Wednesday, August 14, 2019

The Economist

 The Economist 

I am sitting across from Nils. Axel is on his left.* It’s another hot day. The fluorescent lights inside are trembling against the sun banging on the window. “Fern” brings our coffee. She looks at us one by one, more than usually confused, hesitating as to which cup to give to which though we’ve all ordered the same thing and the cups are identical.
     Then, Axel is wondering aloud how much to tip her. He’s paying for everyone.
     Then, Nils starts in on an article he read in The New York Times Magazine or somewhere like it about the woes of a Harvard professor or an op-ed writer for The Washington Post or a “senior fellow” at the Brookings Institution, who has been caught up through no fault of his own, “meaning because he’s clueless,” Nils barks like a large dog. Something odd, terrible, and more than slightly icky has gotten hold of the poor naïf while his more practical wife and children are spending their usual July and August in France. (Twice a month he flies to spend the weekends with them).
     It’s at this point I seem to have lost track of the story, watching Nils’ mouth. My senses seldom act in concert, to reinforce one another. Especially I can’t see and hear the same thing at the same time. So, I’ll close my eyes when I want to really listen to a song or to follow a piece of hectoring on the radio or at Corner Coffee. I’ll turn off the radio in the car when I’m looking for a turn.

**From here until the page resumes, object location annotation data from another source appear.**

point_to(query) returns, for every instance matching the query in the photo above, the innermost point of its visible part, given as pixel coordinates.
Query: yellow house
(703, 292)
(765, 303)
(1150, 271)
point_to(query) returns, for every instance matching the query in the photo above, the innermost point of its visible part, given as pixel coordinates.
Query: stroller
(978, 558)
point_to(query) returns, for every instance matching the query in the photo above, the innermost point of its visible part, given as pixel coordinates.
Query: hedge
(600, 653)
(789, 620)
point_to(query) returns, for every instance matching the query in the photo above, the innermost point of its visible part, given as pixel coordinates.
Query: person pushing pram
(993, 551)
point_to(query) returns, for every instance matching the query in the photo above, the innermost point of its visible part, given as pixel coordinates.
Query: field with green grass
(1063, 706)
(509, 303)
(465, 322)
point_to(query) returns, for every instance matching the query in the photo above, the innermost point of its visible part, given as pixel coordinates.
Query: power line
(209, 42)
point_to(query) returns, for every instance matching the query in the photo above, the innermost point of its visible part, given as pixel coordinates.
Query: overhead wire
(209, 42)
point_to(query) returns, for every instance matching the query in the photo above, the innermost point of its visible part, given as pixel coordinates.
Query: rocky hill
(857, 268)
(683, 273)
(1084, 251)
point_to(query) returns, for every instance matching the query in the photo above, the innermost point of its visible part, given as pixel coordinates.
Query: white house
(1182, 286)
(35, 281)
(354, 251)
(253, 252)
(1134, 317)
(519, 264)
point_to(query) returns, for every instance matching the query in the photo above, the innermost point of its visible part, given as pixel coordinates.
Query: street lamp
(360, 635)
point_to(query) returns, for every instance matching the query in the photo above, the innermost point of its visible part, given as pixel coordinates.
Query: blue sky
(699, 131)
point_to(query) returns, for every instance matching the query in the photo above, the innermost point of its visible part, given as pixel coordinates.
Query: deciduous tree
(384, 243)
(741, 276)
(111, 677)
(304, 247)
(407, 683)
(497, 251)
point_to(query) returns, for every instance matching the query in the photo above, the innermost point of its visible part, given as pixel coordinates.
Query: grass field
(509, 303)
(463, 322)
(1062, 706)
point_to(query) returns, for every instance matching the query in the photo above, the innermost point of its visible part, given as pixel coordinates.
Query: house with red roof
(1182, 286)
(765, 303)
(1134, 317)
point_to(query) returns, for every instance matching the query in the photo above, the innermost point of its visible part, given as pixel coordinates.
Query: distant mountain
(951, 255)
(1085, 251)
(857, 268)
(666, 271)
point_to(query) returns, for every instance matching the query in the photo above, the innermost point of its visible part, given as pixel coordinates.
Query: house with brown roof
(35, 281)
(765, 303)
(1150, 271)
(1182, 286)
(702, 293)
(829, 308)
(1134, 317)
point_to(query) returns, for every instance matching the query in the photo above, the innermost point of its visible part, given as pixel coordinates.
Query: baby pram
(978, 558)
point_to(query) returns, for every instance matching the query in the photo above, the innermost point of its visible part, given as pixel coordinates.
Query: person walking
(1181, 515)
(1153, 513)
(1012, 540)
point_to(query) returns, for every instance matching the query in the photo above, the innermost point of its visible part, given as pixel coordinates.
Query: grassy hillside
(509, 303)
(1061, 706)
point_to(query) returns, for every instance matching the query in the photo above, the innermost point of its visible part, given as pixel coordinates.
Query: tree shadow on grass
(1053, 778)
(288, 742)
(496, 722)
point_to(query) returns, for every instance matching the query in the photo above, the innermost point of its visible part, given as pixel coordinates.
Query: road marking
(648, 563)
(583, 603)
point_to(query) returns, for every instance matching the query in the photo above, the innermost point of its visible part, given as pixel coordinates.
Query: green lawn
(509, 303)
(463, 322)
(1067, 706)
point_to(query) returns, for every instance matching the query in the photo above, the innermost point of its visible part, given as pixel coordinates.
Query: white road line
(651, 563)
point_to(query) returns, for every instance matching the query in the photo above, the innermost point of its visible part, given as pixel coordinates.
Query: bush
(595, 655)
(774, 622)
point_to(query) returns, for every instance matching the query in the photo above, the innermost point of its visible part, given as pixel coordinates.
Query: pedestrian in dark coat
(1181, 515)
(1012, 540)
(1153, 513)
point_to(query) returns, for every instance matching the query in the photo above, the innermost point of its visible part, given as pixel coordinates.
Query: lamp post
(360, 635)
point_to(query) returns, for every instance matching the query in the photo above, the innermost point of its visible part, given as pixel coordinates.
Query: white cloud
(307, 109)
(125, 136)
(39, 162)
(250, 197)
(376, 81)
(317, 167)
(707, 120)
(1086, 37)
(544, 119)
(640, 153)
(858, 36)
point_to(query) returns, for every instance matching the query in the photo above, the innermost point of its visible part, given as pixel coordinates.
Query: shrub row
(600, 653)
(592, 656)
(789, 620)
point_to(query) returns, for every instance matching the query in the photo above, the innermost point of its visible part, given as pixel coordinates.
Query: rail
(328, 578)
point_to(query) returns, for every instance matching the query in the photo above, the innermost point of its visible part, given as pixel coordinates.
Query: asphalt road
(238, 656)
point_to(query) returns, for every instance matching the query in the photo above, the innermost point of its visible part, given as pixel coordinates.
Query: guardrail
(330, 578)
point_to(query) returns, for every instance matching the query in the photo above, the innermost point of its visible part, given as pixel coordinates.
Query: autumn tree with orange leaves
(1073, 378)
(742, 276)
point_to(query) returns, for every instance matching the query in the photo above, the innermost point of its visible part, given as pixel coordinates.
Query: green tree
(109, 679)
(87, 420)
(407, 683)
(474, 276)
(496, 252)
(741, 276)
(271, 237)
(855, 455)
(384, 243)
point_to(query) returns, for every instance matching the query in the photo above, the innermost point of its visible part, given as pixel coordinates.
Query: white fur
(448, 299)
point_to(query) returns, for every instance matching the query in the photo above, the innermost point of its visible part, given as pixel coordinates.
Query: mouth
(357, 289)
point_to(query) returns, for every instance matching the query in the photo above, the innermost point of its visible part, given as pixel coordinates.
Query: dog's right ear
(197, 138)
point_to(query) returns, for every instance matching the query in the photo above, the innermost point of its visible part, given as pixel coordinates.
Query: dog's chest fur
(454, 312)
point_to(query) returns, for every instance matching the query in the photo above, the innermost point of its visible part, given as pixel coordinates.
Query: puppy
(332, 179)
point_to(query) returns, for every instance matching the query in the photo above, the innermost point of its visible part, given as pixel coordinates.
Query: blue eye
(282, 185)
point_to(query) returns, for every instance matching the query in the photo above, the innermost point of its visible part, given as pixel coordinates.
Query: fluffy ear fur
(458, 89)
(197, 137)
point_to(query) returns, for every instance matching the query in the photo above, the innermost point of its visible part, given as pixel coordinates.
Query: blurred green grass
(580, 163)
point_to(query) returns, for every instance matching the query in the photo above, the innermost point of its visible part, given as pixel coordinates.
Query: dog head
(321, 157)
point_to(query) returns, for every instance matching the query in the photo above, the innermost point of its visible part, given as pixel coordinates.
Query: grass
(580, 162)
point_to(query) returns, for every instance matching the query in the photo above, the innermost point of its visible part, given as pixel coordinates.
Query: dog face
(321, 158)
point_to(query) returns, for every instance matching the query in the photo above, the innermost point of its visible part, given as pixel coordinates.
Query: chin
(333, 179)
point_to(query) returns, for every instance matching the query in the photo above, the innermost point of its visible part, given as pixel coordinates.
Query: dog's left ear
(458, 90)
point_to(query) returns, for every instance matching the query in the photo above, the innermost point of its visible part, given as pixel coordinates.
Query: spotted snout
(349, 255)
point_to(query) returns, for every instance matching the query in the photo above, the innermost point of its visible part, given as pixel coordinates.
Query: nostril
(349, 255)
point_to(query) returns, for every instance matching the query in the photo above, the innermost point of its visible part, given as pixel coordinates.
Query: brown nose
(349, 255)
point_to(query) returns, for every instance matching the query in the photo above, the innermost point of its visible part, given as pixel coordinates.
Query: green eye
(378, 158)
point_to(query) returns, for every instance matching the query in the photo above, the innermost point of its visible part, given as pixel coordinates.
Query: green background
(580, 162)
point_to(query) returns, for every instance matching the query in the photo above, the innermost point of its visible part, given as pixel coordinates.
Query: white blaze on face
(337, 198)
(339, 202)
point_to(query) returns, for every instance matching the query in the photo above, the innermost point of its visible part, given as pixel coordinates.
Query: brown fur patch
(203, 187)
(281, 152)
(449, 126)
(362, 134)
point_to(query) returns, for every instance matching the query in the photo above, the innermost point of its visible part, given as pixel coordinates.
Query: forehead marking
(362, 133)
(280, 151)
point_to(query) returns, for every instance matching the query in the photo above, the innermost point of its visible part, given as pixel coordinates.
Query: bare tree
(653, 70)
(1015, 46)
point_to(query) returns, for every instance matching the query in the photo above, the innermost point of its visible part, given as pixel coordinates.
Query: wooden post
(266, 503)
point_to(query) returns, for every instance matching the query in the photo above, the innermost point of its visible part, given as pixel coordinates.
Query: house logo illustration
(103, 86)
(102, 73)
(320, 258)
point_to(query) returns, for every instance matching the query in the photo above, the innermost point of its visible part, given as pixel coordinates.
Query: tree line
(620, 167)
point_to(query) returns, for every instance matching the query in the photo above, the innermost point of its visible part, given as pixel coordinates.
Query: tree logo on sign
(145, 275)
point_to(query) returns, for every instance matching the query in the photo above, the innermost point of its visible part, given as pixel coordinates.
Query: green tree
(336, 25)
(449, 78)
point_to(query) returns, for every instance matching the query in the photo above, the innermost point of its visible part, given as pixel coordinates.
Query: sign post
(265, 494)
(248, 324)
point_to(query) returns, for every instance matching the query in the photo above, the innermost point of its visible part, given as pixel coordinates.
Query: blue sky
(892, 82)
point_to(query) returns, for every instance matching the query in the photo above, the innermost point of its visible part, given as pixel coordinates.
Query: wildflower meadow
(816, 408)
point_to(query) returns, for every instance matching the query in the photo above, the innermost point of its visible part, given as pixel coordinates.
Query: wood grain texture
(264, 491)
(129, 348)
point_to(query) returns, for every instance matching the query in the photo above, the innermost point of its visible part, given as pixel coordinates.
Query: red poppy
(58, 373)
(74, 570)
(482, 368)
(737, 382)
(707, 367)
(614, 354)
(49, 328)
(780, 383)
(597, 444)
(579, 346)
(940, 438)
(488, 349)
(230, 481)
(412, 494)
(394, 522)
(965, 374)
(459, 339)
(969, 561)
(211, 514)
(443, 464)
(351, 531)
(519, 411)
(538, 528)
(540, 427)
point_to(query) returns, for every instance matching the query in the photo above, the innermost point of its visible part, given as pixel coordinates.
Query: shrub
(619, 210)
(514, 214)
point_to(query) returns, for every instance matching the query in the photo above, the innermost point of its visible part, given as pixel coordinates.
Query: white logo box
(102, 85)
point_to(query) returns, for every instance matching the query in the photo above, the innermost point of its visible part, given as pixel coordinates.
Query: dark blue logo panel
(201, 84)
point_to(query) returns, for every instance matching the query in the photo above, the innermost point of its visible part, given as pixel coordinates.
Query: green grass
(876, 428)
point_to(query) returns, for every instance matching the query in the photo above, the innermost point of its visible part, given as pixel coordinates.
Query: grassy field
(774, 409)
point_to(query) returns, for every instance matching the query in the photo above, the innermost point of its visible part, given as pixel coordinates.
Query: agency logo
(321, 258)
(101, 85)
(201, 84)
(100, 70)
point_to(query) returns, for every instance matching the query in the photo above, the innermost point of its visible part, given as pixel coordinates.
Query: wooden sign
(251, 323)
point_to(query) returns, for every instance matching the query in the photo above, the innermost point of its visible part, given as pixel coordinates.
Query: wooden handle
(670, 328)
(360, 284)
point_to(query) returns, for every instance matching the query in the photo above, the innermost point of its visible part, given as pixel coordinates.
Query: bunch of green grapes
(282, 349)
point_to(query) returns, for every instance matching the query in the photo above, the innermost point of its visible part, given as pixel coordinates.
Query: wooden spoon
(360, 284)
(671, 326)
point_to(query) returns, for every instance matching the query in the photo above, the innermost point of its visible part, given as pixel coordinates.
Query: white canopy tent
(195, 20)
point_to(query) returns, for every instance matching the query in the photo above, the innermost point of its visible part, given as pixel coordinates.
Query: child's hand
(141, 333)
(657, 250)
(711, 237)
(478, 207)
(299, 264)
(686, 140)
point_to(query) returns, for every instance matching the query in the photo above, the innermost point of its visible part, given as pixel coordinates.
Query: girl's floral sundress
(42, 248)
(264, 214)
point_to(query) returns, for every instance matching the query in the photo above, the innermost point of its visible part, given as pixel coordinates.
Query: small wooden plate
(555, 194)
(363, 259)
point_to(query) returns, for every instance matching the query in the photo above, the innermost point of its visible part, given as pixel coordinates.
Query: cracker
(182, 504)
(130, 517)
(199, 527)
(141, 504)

that jackass Paul Klugmanas a fair-haired child
by m ball
I look down into my coffee cup, and I hear: “That jackass Paul Krugman,” Nils is saying.
     It wasn’t Klugman this icky thing had happened to, and I realize the story is over; we’ve advanced to the moral. There’s a dull clatter of porcelain: someone’s dropped something in the kitchen but hasn’t broken. I’m thinking how hot the days are: “The sun pounding at the window is all fire, nothing else,” I’m thinking, “and we’re falling into it as fast as it’s rising to meet us.” I know it’s not true, and I hear again: “That jackass Paul Krugman,” Nils repeats, “wants to say that it isn’t that ‘the rich are different from you and me’ but that the superrich are different from all of us. How can someone so damn smart miss that the ‘merely rich,’ his buddies in high-level academics, the press, the think tanks, etc., are different from you and me? Widely. Wildly. The op-ed writers, Yale profs, and the opinion-makers that have more than more than more than enough so they’re flying back and forth to France to visit their all-summer-holidaying families on the weekend, while at home with the couple staying for the weekend their dogs are eating better and sleeping in more comfortable beds - they’re getting better health care than our friend Fern. Those that want to tell ‘you and me’ how to think have no earthly fucking idea about how we live.
     “‘We’re not the superrich,’ they protest because they want us to think they know us. How she lives,” Nils barks again, looking around the room to find Fern, so he could get a better look at her himself.

“What does she know about them?” Axel asked. He didn’t mean to be snide, I’m pretty sure, but to insert a bit of whimsy into the conversation. But tirade doesn’t understand whimsy; it is offended.
     “Axel,” Nils comes back. He is addressing me, not his brother. “Not even Axel goes in for that kind of gold-dusted bullshit, running off to Turin for three weeks’ vacation, off to Uppsala for study leave.
     “And he’s richer than any of us. Not only doesn’t he do it, he doesn’t even dream about it.”

I look up again. Axel shakes his head. But I’m not sure I believe him. It’s not the first time I’ve heard he has hidden “resources.”
     I’d even asked a mutual friend about it once, how much Axel “had,” I think was the word I used. “Not all that much,” the friend said. “But he’s richer than he wants to be.”
     “I don’t know what that means,” I’d said.
     “It means he’s got more than he needs - quite a bit more - at least, he thinks so,  and he feels guilty about it. He’d give it away if he could, all of it. He gives away a lot as it is. But at some point, he thinks, ‘Something might happen, and I’ll need at least this much.’ Then, he realizes almost immediately that ‘this much’ is more than he really needs. But he’s settled on it. So, he keeps that much, and he feels guilty.
     “He shouldn’t, but he does,” the friend had said. “He’s a Lutheran pastor,” he said in a there’s-the-explanation tone.

I can’t remember where we were when we’d had that conversation. It wasn’t in a coffee shop. No, we’d been walking somewhere, I do remember that, so I could listen to what he was saying because I was watching my feet on the sidewalk.